De forts investissements dans la logistique et l’informatique – qui, à l’époque, n’étaient pas innés dans le domaine de l’industrie – ont alors permis de franchir de nouveaux caps. Nous avons ainsi développé une nouvelle activité dans l’industrie, en élargissant notre clientèle vers les entreprises industrielles, le traitement des déchets, l’environnement, etc. Puis nous avons constitué une filière dédiée au bois énergie sous forme de bûches et de granulés, par nature complètement différente de ce que nous faisions dans l’équipement… Et les actions de déploiement menées actuellement dans l’univers de la ventilation (avec l’offre VITALOME) démontrent, une fois encore, que nous avons toujours cherché à ouvrir de façon régulière de nouvelles opportunités, au fur et à mesure que d’autres segments autrefois porteurs devenaient potentiellement moins essentiels. Le tout en nous appuyant sur nos savoir-faire industriels et commerciaux pour répondre aux nouveaux besoins du marché.
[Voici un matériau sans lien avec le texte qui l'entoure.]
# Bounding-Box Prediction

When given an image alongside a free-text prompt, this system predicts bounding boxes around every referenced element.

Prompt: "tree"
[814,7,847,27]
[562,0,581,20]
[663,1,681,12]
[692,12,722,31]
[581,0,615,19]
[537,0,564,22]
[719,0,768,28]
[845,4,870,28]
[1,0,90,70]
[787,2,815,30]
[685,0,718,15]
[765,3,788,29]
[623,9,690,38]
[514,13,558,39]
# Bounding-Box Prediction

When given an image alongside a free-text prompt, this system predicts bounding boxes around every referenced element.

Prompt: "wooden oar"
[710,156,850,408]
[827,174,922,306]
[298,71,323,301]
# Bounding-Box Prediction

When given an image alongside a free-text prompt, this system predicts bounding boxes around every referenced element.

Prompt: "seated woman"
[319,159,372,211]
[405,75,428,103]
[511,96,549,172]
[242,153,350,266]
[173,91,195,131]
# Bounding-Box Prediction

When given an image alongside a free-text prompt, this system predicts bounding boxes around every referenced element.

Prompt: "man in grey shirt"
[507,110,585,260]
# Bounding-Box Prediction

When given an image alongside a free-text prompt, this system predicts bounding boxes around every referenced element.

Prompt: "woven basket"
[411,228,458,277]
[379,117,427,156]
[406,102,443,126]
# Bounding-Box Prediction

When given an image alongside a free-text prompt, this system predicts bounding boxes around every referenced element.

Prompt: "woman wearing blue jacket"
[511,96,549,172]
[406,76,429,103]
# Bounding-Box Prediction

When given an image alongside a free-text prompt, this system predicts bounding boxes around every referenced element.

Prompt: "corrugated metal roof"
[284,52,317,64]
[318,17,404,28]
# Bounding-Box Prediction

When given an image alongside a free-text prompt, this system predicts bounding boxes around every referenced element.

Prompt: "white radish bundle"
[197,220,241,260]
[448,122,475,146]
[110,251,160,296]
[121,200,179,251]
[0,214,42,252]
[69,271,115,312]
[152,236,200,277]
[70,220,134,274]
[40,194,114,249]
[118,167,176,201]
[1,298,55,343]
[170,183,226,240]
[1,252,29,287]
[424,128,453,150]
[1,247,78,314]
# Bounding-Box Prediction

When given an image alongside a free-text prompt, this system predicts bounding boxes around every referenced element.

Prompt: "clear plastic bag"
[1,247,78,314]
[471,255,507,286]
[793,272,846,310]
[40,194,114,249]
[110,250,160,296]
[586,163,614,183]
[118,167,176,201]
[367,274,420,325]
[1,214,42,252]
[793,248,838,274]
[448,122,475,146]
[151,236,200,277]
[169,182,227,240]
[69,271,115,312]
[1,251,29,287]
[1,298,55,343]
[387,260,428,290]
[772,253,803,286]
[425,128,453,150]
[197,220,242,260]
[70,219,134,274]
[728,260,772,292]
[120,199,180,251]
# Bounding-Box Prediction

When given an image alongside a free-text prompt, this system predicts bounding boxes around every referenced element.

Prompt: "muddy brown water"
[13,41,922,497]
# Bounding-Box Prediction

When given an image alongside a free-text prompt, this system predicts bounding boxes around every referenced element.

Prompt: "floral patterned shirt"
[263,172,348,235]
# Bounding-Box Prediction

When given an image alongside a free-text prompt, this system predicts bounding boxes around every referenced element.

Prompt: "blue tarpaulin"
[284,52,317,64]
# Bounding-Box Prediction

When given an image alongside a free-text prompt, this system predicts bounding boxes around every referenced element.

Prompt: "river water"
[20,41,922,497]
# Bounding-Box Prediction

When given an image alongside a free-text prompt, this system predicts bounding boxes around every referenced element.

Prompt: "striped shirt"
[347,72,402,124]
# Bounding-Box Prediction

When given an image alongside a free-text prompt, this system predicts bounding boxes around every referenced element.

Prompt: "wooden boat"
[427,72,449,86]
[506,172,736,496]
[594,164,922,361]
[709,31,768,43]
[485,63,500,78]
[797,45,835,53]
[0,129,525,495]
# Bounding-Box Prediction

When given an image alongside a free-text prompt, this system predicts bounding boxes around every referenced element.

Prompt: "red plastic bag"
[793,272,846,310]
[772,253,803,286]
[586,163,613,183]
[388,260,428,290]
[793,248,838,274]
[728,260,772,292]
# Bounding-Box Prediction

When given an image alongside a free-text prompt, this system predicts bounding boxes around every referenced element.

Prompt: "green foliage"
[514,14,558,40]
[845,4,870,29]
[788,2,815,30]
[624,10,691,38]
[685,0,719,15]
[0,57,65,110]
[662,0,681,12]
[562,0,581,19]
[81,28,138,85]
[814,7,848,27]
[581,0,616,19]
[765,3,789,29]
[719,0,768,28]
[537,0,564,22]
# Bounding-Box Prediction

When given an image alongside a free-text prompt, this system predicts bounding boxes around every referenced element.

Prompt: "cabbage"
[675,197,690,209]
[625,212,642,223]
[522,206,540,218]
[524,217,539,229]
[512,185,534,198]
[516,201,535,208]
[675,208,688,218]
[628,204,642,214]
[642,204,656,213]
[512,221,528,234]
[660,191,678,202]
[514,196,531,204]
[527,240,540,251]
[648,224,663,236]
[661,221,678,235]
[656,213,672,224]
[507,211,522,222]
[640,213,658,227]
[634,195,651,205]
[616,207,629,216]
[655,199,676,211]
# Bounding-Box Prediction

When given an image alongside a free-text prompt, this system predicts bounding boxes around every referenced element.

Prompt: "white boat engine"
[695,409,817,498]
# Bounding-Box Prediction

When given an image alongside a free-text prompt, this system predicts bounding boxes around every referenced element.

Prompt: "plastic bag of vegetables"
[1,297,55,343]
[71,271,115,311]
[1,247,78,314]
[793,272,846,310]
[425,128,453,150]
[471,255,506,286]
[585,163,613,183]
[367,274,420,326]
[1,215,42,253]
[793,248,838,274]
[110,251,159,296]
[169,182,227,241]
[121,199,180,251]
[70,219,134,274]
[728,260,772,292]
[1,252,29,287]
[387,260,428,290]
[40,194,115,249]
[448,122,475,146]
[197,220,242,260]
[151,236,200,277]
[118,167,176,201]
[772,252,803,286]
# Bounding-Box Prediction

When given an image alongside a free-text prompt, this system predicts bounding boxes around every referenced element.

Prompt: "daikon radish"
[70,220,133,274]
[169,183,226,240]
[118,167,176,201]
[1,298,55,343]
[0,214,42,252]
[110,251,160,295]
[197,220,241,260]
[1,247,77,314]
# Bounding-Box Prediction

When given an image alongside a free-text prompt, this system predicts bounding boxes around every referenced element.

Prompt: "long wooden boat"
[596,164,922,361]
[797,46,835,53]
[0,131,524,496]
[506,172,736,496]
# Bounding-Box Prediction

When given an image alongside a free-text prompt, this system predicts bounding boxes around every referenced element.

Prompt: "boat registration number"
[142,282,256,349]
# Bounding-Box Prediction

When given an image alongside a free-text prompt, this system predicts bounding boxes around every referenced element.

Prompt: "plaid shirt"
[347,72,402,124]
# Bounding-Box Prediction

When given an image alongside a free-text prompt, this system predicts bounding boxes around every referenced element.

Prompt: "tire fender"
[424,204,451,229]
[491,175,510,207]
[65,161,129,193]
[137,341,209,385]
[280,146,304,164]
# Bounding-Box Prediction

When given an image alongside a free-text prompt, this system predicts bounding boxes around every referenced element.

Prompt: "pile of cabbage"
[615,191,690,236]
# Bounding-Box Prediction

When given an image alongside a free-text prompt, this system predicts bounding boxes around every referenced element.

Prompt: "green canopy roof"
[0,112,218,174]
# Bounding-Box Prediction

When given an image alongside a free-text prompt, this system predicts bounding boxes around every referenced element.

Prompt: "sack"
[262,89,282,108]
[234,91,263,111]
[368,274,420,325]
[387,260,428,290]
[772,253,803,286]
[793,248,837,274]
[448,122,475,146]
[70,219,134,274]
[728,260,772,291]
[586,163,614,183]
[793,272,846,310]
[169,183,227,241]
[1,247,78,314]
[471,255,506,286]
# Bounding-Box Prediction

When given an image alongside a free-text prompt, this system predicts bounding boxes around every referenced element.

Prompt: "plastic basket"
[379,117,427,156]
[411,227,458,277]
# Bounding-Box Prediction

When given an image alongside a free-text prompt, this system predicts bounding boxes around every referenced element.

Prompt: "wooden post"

C’est ainsi qu’en l’espace d’environ 25 ans, notre chiffre d’affaires est passé de près de 30 millions d’euros de chiffre d’affaires à quelque 360 millions aujourd’hui.
Quels financements avez-vous mobilisé pour cette trajectoire ?
A la fin des années 1980, nous avons été cotés en Bourse, en étant d’ailleurs la plus petite introduction en France. Cela a permis à mon père de mener ses premières acquisitions à l’étranger. Je ne sais pas si nous retiendrions de nouveau cette option aujourd’hui mais, depuis, nous avons pris le parti de mobiliser nos propres ressources financières pour appuyer notre développement : nous réinvestissons chaque année 80 % de nos bénéfices. Disposer d’un bilan solide permet de se donner du temps, d’être souverain, de choisir ses axes de croissance. Finalement, la stabilité est facteur de vitesse ! Nous n’aurions pas pu mener des transformations profondes de l’entreprise si nous n’avions pas disposé du temps nécessaire…
C’est d’ailleurs ce qui caractérise nombre d’ETI, à mon sens : grâce à une gestion rigoureuse, il est possible de se donner la latitude nécessaire pour porter une vision de long terme. Même si une trajectoire de croissance n’est jamais rectiligne – et les dernières années nous ont rappelé à quel point c’était impossible ! –, il est crucial de définir ses objectifs et d’anticiper ce que doit devenir l’entreprise pour en assurer la pérennité.